[Date Prev][Date Next][Thread Prev][Thread Next][Date Index][Thread Index]

[RRG] RE: Sprite & IPTM while PMTU probing is in progress



Robin,

Please note that the name of the proposal is "sprite-mtu";
not "sprite". See below for some responses:

> -----Original Message-----
> From: Robin Whittle [mailto:rw@firstpr.com.au] 
> Sent: Tuesday, November 27, 2007 6:09 PM
> To: Routing Research Group list
> Cc: Templin, Fred L
> Subject: Sprite & IPTM while PMTU probing is in progress
> 
> Hi Fred,
> 
> Here is a diagrammatic explanation of how IPTM would works, and a
> question about how Sprite would work.  I haven't been able to
> understand your ID clearly enough to answer this myself.
> 
>   http://tools.ietf.org/html/draft-templin-inetmtu-06
>   http://www.firstpr.com.au/ip/ivip/pmtud-frag/
> 
> IPTM only sends a PTB message to the SH after it has reliably
> ascertained the PMTU to the ETR - and then only when the SH sends it
> a packet which is of a length which would exceed that PMTU, once it
> was encapsulated.  Until then (with the first such "long" packet,
> and with any others which arrive while the ITR is probing) "long"
> outer packets are fragmented, whether or not the inner packet has
> its DF flag set, to be reassembled at the ETR before decapsulation.
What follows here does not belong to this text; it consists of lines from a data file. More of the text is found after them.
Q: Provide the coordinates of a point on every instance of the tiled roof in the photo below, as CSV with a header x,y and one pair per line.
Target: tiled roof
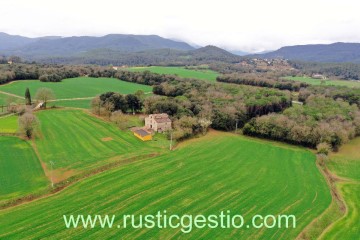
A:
x,y
142,132
162,120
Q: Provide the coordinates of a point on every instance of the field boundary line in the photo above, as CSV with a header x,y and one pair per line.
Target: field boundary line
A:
x,y
12,95
59,187
336,198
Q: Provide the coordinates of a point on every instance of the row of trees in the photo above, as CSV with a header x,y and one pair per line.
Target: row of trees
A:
x,y
346,71
50,73
261,81
350,95
109,102
320,120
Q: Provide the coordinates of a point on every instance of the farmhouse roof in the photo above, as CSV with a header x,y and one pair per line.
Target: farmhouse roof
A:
x,y
161,118
142,132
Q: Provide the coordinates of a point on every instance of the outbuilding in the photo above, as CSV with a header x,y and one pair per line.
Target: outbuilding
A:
x,y
143,134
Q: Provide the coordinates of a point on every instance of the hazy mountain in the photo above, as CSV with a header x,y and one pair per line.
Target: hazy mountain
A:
x,y
71,46
239,53
147,57
8,42
336,52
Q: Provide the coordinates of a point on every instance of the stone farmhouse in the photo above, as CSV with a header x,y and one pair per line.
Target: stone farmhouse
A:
x,y
158,122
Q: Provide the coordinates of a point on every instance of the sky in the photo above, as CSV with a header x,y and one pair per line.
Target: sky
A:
x,y
243,25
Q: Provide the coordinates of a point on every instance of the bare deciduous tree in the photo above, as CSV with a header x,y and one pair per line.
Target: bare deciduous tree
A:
x,y
28,124
44,95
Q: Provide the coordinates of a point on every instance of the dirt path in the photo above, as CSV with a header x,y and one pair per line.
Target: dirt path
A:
x,y
10,94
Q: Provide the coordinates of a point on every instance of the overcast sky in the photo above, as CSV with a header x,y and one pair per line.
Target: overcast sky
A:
x,y
248,25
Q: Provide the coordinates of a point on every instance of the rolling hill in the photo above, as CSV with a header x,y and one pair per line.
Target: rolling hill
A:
x,y
336,52
65,46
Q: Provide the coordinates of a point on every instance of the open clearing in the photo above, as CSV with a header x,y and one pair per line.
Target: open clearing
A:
x,y
81,87
73,139
328,82
20,169
253,177
2,99
9,124
346,164
203,74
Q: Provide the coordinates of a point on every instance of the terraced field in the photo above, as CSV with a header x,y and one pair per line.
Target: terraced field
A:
x,y
314,81
82,87
346,164
253,177
9,124
203,74
74,139
20,169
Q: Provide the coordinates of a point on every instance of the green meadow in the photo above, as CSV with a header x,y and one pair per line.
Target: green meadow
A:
x,y
2,99
73,139
81,87
9,124
202,74
207,175
327,82
346,164
83,103
20,169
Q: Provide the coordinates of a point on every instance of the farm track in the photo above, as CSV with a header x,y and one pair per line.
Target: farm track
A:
x,y
243,181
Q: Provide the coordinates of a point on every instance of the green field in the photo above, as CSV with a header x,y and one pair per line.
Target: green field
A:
x,y
346,164
202,74
85,104
2,99
214,173
20,169
74,139
76,87
9,124
313,81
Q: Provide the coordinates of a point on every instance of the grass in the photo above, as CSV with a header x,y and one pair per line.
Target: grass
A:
x,y
346,164
204,176
76,87
85,104
20,169
203,74
314,81
74,139
2,99
9,124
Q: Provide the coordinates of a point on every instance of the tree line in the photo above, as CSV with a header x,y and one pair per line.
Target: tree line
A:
x,y
321,120
261,81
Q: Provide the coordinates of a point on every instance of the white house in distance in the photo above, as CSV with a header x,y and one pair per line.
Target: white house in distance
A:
x,y
158,122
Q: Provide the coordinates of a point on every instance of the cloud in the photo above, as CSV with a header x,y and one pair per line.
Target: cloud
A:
x,y
237,25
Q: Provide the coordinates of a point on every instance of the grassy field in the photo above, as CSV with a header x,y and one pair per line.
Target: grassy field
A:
x,y
76,87
2,99
20,169
314,81
73,139
9,124
203,74
346,164
252,177
85,103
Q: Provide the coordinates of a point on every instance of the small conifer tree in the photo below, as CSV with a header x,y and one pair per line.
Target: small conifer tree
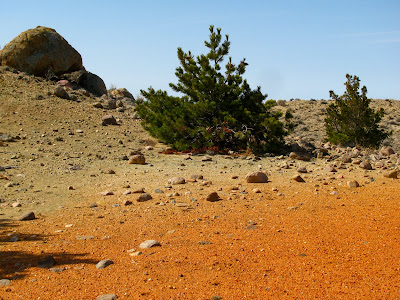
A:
x,y
350,120
218,108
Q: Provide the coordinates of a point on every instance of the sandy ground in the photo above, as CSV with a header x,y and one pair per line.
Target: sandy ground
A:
x,y
278,240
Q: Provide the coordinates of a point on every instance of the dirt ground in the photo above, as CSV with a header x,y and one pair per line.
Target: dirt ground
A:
x,y
317,239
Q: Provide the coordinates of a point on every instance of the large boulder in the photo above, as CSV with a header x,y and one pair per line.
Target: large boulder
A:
x,y
89,81
41,51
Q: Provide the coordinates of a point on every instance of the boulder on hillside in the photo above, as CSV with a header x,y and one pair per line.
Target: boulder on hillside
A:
x,y
41,51
89,81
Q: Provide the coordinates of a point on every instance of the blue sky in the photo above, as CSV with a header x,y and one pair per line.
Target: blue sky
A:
x,y
295,49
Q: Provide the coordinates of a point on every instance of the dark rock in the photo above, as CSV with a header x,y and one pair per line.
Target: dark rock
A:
x,y
46,262
256,177
104,263
28,216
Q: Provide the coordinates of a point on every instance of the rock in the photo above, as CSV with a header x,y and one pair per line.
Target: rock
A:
x,y
302,170
387,151
137,159
46,262
365,165
41,51
144,197
108,120
213,197
28,216
61,93
299,156
107,297
107,193
89,81
330,168
298,178
5,282
104,263
256,177
149,244
391,174
122,93
177,180
353,184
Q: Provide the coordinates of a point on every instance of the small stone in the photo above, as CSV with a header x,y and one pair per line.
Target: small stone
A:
x,y
107,297
298,178
144,197
108,120
5,282
353,184
46,262
213,197
302,170
177,180
104,263
256,177
27,217
391,174
137,159
107,193
365,165
149,244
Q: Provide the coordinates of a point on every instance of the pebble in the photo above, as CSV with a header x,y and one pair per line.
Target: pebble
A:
x,y
353,184
256,177
27,217
137,159
107,297
213,197
144,197
177,180
46,262
149,244
107,193
298,178
104,263
5,282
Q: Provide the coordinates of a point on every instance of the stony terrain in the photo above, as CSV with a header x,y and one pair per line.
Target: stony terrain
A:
x,y
324,225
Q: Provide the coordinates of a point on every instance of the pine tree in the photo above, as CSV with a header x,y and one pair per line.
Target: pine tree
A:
x,y
218,109
350,120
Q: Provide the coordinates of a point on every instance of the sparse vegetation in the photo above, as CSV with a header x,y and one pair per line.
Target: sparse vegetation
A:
x,y
350,120
217,110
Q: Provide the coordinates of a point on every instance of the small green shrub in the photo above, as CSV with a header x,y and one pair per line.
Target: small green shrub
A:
x,y
218,109
350,121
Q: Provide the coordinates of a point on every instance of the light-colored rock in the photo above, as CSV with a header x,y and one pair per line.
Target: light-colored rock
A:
x,y
256,177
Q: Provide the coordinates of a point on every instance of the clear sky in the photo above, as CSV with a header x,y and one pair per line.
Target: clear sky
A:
x,y
295,49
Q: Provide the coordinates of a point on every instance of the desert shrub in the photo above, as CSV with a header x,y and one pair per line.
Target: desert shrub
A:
x,y
217,110
350,120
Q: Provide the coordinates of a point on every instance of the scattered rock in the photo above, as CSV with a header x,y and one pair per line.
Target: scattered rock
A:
x,y
213,197
298,178
46,262
28,216
108,120
149,244
137,159
353,184
365,165
177,180
104,263
60,92
107,297
391,174
256,177
144,197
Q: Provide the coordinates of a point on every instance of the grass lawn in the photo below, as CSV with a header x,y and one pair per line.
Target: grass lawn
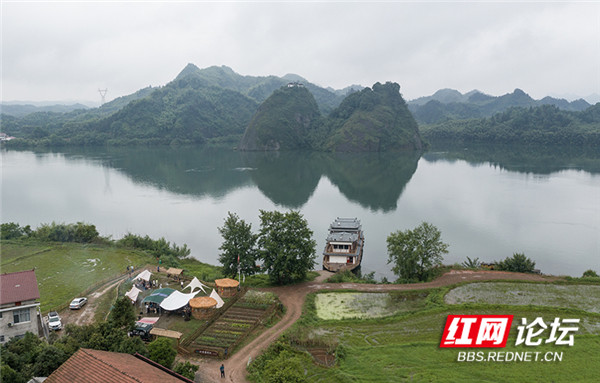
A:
x,y
65,270
405,347
584,297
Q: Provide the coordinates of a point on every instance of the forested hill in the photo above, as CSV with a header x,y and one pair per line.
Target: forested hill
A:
x,y
449,104
542,125
286,120
372,120
198,105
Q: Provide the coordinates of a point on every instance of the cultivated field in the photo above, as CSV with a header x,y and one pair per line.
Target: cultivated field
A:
x,y
583,297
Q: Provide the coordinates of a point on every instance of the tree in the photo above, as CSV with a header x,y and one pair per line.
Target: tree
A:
x,y
161,351
414,253
590,274
518,263
238,247
286,246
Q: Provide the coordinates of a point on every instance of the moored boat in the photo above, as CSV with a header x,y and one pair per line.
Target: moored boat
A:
x,y
344,246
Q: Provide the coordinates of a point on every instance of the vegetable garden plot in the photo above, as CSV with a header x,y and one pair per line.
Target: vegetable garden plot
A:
x,y
225,333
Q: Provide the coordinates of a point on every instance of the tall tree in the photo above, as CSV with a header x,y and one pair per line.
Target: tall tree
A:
x,y
238,247
414,253
286,246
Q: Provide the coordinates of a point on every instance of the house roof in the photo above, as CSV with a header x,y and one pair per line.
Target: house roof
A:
x,y
94,366
18,287
226,282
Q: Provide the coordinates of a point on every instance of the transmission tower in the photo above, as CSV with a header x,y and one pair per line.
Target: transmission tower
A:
x,y
103,95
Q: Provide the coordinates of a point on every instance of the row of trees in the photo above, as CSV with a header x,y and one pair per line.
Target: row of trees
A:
x,y
284,244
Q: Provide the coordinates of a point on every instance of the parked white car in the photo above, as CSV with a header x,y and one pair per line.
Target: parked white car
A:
x,y
54,322
77,303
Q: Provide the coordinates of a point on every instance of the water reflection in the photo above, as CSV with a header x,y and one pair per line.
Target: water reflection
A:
x,y
542,160
288,179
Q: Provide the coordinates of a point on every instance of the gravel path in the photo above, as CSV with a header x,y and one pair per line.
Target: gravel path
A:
x,y
293,299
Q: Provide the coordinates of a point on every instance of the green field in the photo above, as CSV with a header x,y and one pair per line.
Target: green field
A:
x,y
66,270
404,347
584,297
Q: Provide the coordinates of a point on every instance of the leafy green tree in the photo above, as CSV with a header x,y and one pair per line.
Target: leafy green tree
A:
x,y
186,369
161,351
238,247
286,246
12,230
518,263
122,315
590,274
471,263
414,253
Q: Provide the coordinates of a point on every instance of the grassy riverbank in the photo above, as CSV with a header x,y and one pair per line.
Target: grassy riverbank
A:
x,y
66,270
405,346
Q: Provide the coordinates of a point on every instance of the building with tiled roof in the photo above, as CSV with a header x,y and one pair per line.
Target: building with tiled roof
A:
x,y
94,366
19,305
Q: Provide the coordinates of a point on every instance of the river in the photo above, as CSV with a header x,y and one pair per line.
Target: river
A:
x,y
487,202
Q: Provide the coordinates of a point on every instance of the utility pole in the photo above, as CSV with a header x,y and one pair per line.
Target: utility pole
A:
x,y
103,95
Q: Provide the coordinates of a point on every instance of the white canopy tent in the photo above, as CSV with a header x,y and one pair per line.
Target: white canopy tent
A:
x,y
145,275
133,293
217,298
177,300
196,283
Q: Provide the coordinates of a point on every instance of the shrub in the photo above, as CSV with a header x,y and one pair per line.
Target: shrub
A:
x,y
590,274
517,263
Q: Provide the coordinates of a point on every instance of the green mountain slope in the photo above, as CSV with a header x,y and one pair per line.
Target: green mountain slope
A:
x,y
374,119
286,120
449,104
541,125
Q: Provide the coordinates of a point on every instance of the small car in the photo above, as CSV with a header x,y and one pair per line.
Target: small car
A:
x,y
54,322
77,303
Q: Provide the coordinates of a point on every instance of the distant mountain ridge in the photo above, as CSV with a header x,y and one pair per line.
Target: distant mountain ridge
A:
x,y
450,104
373,120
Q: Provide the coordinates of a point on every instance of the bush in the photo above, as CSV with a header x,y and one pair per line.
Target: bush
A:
x,y
590,274
12,230
186,369
62,232
518,263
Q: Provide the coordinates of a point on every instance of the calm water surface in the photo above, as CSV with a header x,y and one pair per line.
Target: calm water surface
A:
x,y
487,203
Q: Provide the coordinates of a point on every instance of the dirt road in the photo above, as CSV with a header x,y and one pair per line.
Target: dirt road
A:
x,y
293,299
85,315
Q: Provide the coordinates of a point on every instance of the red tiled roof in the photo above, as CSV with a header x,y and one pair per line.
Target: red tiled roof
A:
x,y
18,287
93,366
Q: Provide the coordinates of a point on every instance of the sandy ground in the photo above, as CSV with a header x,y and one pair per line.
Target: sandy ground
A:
x,y
293,299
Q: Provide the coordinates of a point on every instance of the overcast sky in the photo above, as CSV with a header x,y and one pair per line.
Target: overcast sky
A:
x,y
68,50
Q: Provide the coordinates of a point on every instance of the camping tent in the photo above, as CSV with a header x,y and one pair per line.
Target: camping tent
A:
x,y
196,283
145,275
133,293
177,300
217,298
158,295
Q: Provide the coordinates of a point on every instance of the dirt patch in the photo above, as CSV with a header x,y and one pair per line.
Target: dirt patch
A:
x,y
293,298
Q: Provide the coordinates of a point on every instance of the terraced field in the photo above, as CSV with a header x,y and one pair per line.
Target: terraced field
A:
x,y
230,328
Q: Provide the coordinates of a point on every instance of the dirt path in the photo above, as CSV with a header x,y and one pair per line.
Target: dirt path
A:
x,y
293,299
85,315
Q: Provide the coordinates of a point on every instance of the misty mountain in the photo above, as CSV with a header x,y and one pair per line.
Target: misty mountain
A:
x,y
449,104
284,121
20,110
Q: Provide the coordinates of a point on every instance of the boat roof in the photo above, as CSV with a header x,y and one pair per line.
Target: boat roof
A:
x,y
342,237
345,224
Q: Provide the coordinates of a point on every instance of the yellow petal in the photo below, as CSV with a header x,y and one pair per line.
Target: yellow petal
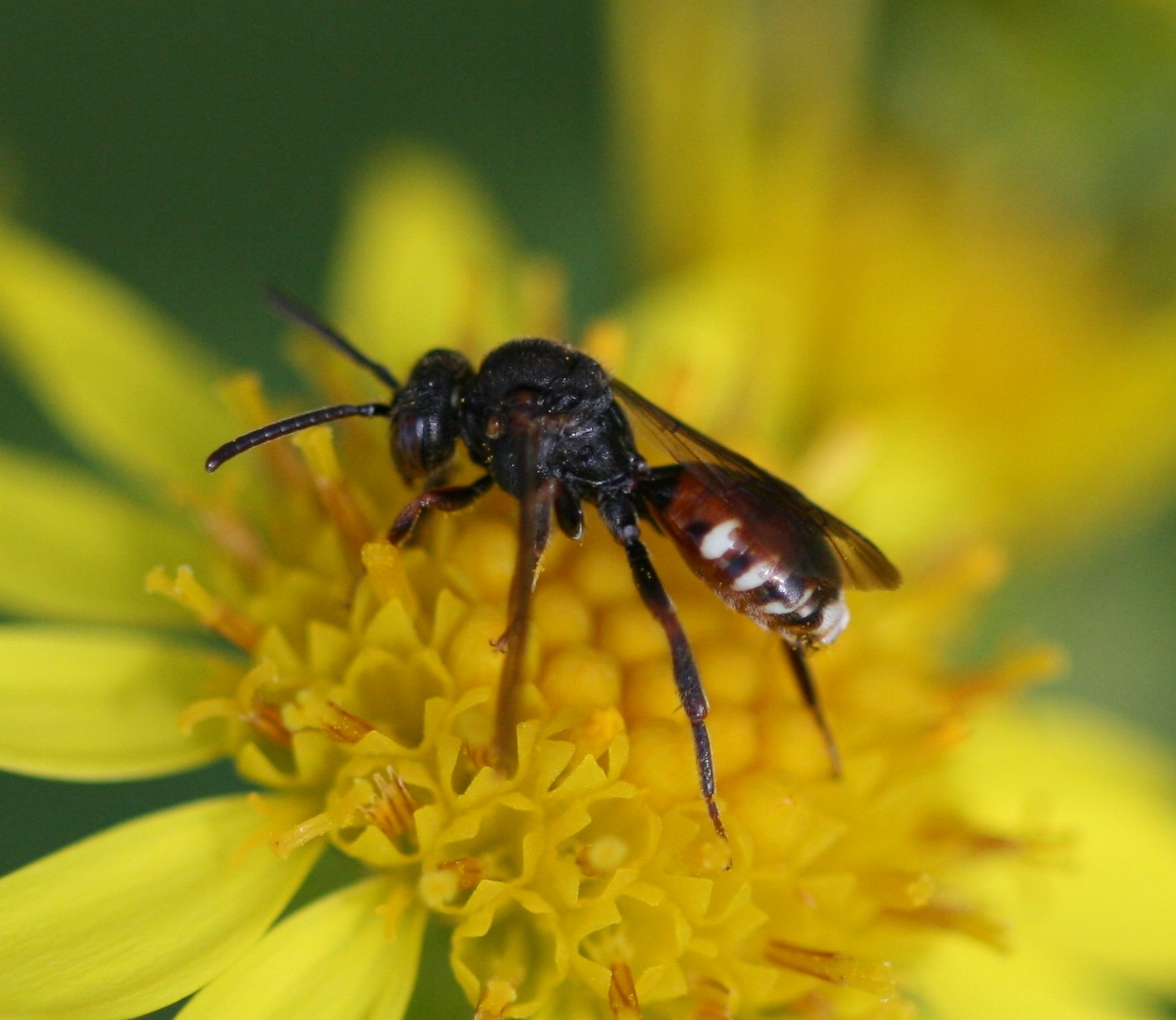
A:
x,y
1090,938
140,916
82,704
71,548
122,382
425,263
331,960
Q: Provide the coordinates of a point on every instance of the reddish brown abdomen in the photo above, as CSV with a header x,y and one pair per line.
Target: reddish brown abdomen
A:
x,y
765,562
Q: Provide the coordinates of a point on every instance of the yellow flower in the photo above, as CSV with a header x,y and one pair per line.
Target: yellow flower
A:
x,y
354,683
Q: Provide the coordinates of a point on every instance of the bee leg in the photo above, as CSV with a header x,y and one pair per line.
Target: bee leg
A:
x,y
622,522
448,499
799,663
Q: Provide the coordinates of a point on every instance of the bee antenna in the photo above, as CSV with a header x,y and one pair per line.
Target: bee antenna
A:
x,y
307,420
300,315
On- and off-list discussions have explored the idea of
requiring a 2KB EMTU_R on all ETRs and accommodating all
1500-byte and smaller packets; even if fragmentation is
needed and the inner DF=1. This would uphold the "principle
of least surprise" to the SH, but the issue comes in
knowing the EMTU_R of the ETR and in avoiding excessive
fragmentation. 

Since the ITR cannot know the EMTU_R of the ETR a priori
unless there is some spec that says: "all ETRs MUST configure
an EMTU_R of at least X bytes", the ITR should not simply
fragment the outer packets (or, allow the network to fragment
them) since they could black-hole. Also, a burst of packets
requiring fragmentation that arrive before the path is probed
can cause fragment misassociations at the ETR which could
result in undetected corruption per RFC4963.

There are also other factors to consider, including that
the ITR may not have ultimate control over the setting of
the ip_id. And, the ETR may not be able to receive non-initial
fragments in the first place. (These factors can be mitigated
by the placement of the ITR and ETR in some use cases, however.)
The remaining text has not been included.